雲海波濤洶湧,孟玉澤、宦覆海、封奈、李墨四人的身影若隱若現。
天地棋盤之上的局勢越加焦灼。
孟玉澤麵色蒼白一片,謹守心神,麵對著宦覆海以及封奈的層層攻勢。
中間的天地棋盤之上,宦覆海與孟玉澤原本僵持不下的場景,突然開始出現了反轉。
旁觀的李墨麵色駭然的看著自己這位師侄,心中竟是泛起了滔天駭浪,他不斷推演著棋盤之上的一切變化。
卻不曾看出絲毫端倪,因為孟玉澤的下子之位看起來雜亂無章,那一顆顆棋子全是死子,閑子。
孟玉澤看似與宦覆海僵持在一起,天地棋局之上,孟玉澤將宦覆海死死的圍在一起,卻沒法將之剿滅,宦覆海則是攻守有道,進退自如,一切應對的遊刃有餘。
李墨將自己放在孟玉澤的位置,不斷推演其中變化,卻沒有找出任何破局之法,但是此刻,當孟玉澤一顆棋子落在棋盤之上時,孟玉澤那些看似毫無用處的棋子竟然全盤活了過來。

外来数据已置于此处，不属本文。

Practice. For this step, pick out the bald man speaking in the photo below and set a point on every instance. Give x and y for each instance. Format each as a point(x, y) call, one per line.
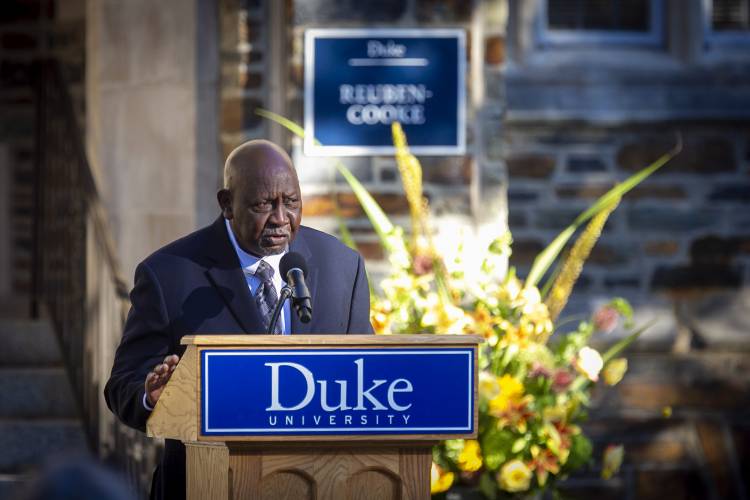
point(225, 278)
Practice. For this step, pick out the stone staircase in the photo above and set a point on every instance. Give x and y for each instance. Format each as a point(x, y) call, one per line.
point(38, 415)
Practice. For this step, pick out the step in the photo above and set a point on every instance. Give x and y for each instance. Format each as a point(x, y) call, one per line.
point(36, 393)
point(28, 342)
point(26, 443)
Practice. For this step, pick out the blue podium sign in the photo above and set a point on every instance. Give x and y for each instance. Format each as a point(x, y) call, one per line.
point(404, 391)
point(358, 82)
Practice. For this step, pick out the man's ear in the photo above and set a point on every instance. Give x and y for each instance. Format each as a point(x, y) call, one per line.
point(225, 202)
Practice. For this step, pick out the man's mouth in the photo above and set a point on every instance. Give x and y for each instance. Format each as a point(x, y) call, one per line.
point(276, 239)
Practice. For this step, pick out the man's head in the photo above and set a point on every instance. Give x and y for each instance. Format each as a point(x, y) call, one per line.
point(261, 197)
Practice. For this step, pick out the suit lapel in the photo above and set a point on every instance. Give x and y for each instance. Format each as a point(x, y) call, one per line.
point(227, 277)
point(300, 246)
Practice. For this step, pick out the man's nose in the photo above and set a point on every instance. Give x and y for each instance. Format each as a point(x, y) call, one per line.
point(278, 216)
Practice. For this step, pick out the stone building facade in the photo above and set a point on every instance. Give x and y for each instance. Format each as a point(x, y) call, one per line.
point(559, 109)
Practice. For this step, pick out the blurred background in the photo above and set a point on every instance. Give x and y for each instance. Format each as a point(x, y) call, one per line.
point(117, 116)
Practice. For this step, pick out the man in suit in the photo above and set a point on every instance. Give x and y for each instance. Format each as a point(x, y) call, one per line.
point(217, 280)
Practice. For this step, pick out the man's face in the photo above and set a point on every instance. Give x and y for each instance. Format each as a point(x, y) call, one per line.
point(264, 207)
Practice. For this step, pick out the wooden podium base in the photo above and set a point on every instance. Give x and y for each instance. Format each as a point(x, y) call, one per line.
point(315, 471)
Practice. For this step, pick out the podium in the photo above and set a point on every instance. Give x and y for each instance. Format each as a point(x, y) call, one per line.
point(317, 416)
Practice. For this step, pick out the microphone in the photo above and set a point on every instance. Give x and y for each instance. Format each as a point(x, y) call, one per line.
point(294, 268)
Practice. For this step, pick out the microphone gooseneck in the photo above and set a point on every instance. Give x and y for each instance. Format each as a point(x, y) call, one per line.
point(294, 268)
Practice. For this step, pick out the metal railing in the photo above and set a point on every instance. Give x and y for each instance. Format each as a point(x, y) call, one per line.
point(76, 278)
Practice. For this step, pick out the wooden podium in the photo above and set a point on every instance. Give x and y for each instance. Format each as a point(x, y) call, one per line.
point(316, 462)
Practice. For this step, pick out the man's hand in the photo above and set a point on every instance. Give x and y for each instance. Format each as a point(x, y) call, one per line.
point(158, 378)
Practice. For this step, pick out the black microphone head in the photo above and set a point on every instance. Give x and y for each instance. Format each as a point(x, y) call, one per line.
point(291, 260)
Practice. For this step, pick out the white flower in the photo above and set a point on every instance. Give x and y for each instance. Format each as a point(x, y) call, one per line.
point(589, 363)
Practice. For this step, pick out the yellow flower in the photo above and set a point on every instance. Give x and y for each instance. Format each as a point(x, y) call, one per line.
point(514, 476)
point(439, 479)
point(615, 370)
point(489, 387)
point(470, 459)
point(612, 460)
point(589, 363)
point(511, 391)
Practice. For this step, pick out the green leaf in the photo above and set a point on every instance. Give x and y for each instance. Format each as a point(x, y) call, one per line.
point(547, 257)
point(379, 220)
point(623, 344)
point(580, 452)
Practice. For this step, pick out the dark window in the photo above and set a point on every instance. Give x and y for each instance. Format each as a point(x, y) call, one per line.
point(600, 15)
point(730, 15)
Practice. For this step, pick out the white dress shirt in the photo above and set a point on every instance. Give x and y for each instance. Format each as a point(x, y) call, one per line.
point(249, 264)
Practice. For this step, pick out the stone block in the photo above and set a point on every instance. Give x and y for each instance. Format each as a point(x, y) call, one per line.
point(697, 395)
point(448, 202)
point(391, 203)
point(737, 192)
point(525, 251)
point(717, 250)
point(555, 218)
point(584, 164)
point(238, 113)
point(18, 40)
point(520, 195)
point(533, 166)
point(622, 281)
point(371, 250)
point(720, 319)
point(611, 254)
point(250, 79)
point(27, 342)
point(672, 219)
point(494, 49)
point(740, 435)
point(438, 11)
point(582, 191)
point(16, 74)
point(694, 277)
point(32, 11)
point(704, 155)
point(450, 170)
point(361, 167)
point(35, 393)
point(661, 248)
point(717, 460)
point(27, 443)
point(517, 220)
point(322, 205)
point(658, 192)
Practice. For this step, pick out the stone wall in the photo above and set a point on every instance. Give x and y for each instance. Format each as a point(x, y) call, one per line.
point(463, 190)
point(30, 30)
point(678, 240)
point(152, 140)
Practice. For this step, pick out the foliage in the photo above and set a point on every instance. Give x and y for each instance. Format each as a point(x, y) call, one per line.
point(533, 392)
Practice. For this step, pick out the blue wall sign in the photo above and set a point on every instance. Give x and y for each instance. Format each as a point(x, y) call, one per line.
point(357, 82)
point(337, 391)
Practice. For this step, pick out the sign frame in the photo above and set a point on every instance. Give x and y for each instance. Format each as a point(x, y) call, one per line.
point(312, 148)
point(206, 432)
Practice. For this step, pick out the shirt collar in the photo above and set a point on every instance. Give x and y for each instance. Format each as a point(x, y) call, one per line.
point(248, 262)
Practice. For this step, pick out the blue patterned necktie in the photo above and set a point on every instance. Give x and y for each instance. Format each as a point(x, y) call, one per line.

李墨那眼角不經意的一瞥,卻是窺見了自己這為同門師侄之心境,那是一種平淡致遠的態度,絕不為百宗大道所傾覆,獨逍遙於濯濁之外,蛻去了駁雜之拖累,隻願抱得明月而長終。
宦覆海也在此刻勃然色變,淒然大笑道:“好一手無中生有,倒是和你這脾性相符合!”
孟玉澤蒼白的麵龐之上浮現出一抹笑意,看向宦覆海道:“師叔,這世間看似無中生有之事,其實早就存在,隻是你們否認了而已!”
“哼,你這讀書人倒是好大的道理,但,你還是破不掉此局!”宦覆海冷哼一聲,氣機炸裂,一顆黑子轟然斬落在孟玉澤那盤活的白子之中。
似乎要將活過來的大龍直接腰斬,一字落下,萬千劍氣在棋盤之上呼嘯,下一刻就要將孟玉澤湮滅在其中。